# Looking to move over..need info on teaching



## lmorrin26 (Nov 30, 2011)

Hi,

Finally made the very mature decision to move abroad and teach for a few years, and have chosen UAE as my point of interest,

Basically i need some information on where to begin researching teaching vacancies for september 2012. 

And also what it like to live in the UAE, in particular Abu Dhabi and Dubai.

Thank you in advance for your help

Laura.


----------



## Toluene (Nov 24, 2011)

hi Laura,
most of expats decide to teach in higher colleges of technologies.. depends on your major.
plz dont hesitate if u need any further information


----------



## glopez11 (May 18, 2011)

Are you certified and in what area>


----------



## lmorrin26 (Nov 30, 2011)

Hi, yes I am certified. I have 5 and a half years teaching experience, my main subject being Physical Education.


----------



## thriftybrit (Aug 5, 2011)

Hi Laura

Physical Education and Higher Colleges don't mix well.

I would advise you look generally at International Schools which will offer a private education to ex pat children.

I would certainly look at TES jobs.
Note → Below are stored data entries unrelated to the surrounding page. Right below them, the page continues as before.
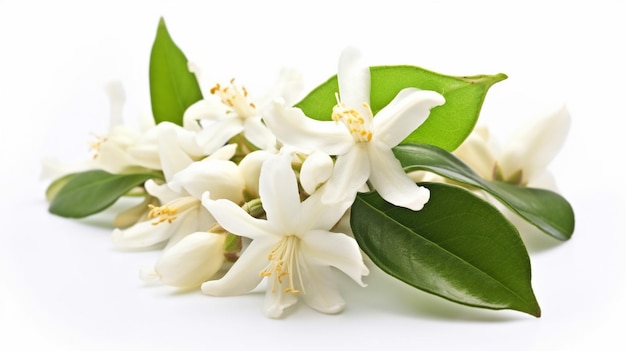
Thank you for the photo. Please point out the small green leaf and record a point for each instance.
(92, 191)
(447, 126)
(458, 247)
(56, 185)
(546, 210)
(172, 87)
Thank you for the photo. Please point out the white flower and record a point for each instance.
(524, 159)
(181, 213)
(293, 249)
(193, 260)
(234, 112)
(361, 142)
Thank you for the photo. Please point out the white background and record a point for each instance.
(64, 287)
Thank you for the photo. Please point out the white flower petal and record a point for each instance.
(250, 168)
(321, 292)
(210, 108)
(338, 250)
(535, 145)
(226, 152)
(354, 80)
(407, 111)
(392, 183)
(292, 127)
(221, 178)
(235, 220)
(173, 158)
(276, 302)
(351, 171)
(192, 261)
(279, 191)
(477, 153)
(288, 86)
(318, 215)
(215, 135)
(192, 220)
(316, 169)
(244, 275)
(258, 134)
(161, 191)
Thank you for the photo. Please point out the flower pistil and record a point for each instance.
(284, 264)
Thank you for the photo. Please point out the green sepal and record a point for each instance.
(458, 247)
(447, 125)
(173, 88)
(93, 191)
(546, 210)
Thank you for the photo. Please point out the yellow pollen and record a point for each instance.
(357, 125)
(94, 146)
(235, 97)
(284, 265)
(164, 214)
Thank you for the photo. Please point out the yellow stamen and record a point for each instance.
(164, 213)
(284, 265)
(235, 97)
(96, 145)
(357, 125)
(170, 211)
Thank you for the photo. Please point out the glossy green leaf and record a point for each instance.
(92, 191)
(56, 185)
(447, 126)
(172, 87)
(458, 247)
(546, 210)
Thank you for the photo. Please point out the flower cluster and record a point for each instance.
(245, 192)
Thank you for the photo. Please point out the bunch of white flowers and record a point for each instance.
(270, 174)
(244, 193)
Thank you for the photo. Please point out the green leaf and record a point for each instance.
(447, 126)
(458, 247)
(546, 210)
(92, 191)
(172, 87)
(56, 185)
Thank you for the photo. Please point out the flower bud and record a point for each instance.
(192, 261)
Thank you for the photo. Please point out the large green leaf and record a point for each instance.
(447, 126)
(172, 87)
(458, 247)
(92, 191)
(546, 210)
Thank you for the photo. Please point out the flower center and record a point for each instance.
(358, 126)
(236, 98)
(284, 265)
(169, 212)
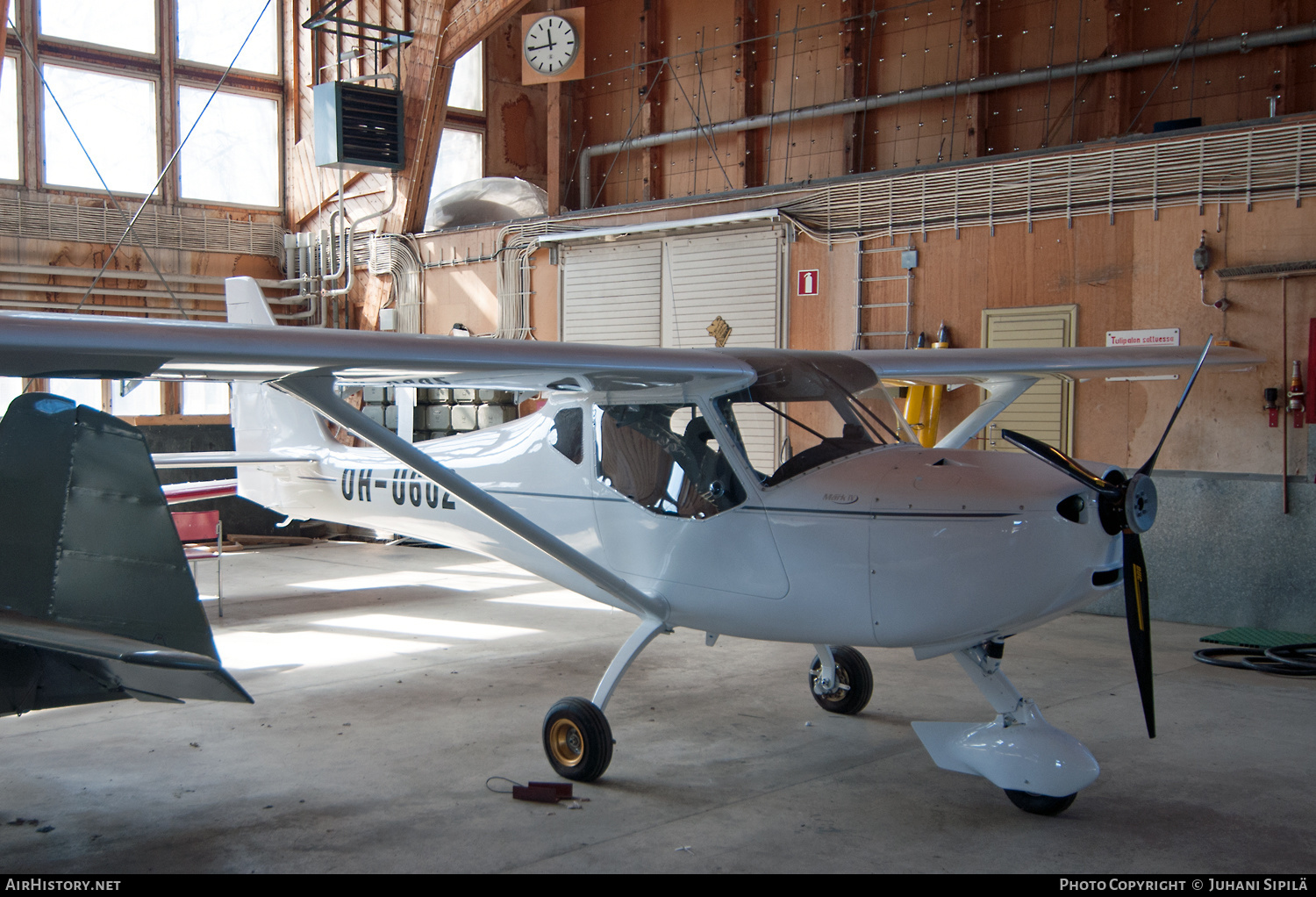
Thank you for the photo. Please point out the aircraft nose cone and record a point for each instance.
(1140, 504)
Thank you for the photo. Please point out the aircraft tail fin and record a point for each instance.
(247, 302)
(97, 601)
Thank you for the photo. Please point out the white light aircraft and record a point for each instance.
(633, 486)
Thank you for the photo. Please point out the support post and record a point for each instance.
(644, 634)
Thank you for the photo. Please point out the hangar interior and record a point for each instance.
(753, 174)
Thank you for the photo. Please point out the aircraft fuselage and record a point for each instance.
(891, 547)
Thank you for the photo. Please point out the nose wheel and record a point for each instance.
(853, 685)
(576, 739)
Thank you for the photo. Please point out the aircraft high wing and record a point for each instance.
(639, 485)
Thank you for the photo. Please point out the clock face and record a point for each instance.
(550, 45)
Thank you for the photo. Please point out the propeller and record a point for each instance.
(1124, 506)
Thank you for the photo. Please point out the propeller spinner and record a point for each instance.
(1126, 506)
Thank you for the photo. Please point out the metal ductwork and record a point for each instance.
(1239, 44)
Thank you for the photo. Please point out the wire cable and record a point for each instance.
(1282, 660)
(99, 176)
(168, 165)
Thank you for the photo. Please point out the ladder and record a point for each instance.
(908, 260)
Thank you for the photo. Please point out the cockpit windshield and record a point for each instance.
(824, 407)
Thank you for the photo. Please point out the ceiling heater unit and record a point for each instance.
(358, 126)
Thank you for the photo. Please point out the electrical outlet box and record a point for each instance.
(358, 126)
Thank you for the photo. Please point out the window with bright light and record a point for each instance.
(205, 398)
(133, 92)
(468, 87)
(125, 24)
(211, 33)
(461, 147)
(11, 168)
(461, 158)
(233, 153)
(142, 399)
(83, 391)
(11, 387)
(115, 118)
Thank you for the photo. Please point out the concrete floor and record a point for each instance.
(381, 713)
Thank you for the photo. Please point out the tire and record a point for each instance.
(576, 739)
(852, 670)
(1042, 805)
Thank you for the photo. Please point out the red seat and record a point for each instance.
(202, 527)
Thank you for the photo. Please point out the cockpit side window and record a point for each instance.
(566, 434)
(666, 459)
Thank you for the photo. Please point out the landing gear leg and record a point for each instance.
(576, 736)
(1040, 767)
(840, 678)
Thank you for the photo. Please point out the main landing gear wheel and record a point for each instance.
(853, 672)
(1042, 805)
(576, 739)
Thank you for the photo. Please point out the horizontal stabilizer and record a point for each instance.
(223, 459)
(1021, 752)
(145, 671)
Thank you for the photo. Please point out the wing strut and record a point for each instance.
(318, 392)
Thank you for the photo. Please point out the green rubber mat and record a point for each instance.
(1249, 638)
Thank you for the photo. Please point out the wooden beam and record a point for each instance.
(1115, 111)
(554, 145)
(978, 36)
(426, 84)
(470, 21)
(652, 92)
(749, 50)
There ae also some free agencies such as Teachanywhere and TIC that you can register with along with some that you pay to register.

Check out any possible vacancies online to check the school out. I used ISR which cost me about £15 to join and contains lots of reviews on Internaional schools.

Search "ex pat forums" for info/advice about living overseas.

Interview will likely be via SKYPE or face to face somewhere in UK much less often.

Hope this is a start.

Good luck


----------



## glopez11 (May 18, 2011)

lmorrin26 said:


> Hi, yes I am certified. I have 5 and a half years teaching experience, my main subject being Physical Education.


Abu Dhabi Education Council is looking for native English Speaker that can teach English. I can give you the name of a recruiter if you want she can help sort stuff out and there is no charge,.


----------



## GreyGT-C (Dec 23, 2011)

my friend's wife just quit teaching at one of the international schools last month. Said it was very hard to deal with the local parents and undisciplined children. Was no set standard as far as curriculum. Last grades teacher might have been teaching 2nd grade stuff when the child was really in 6th grade and some of the parents expect the child to be passed no matter what.


----------



## MaidenScotland (Jun 6, 2009)

Toluene said:


> hi Laura,
> most of expats decide to teach in higher colleges of technologies.. depends on your major.
> plz dont hesitate if u need any further information




Please do not use text speak in your post.. any further posts containing it will be deleted.


----------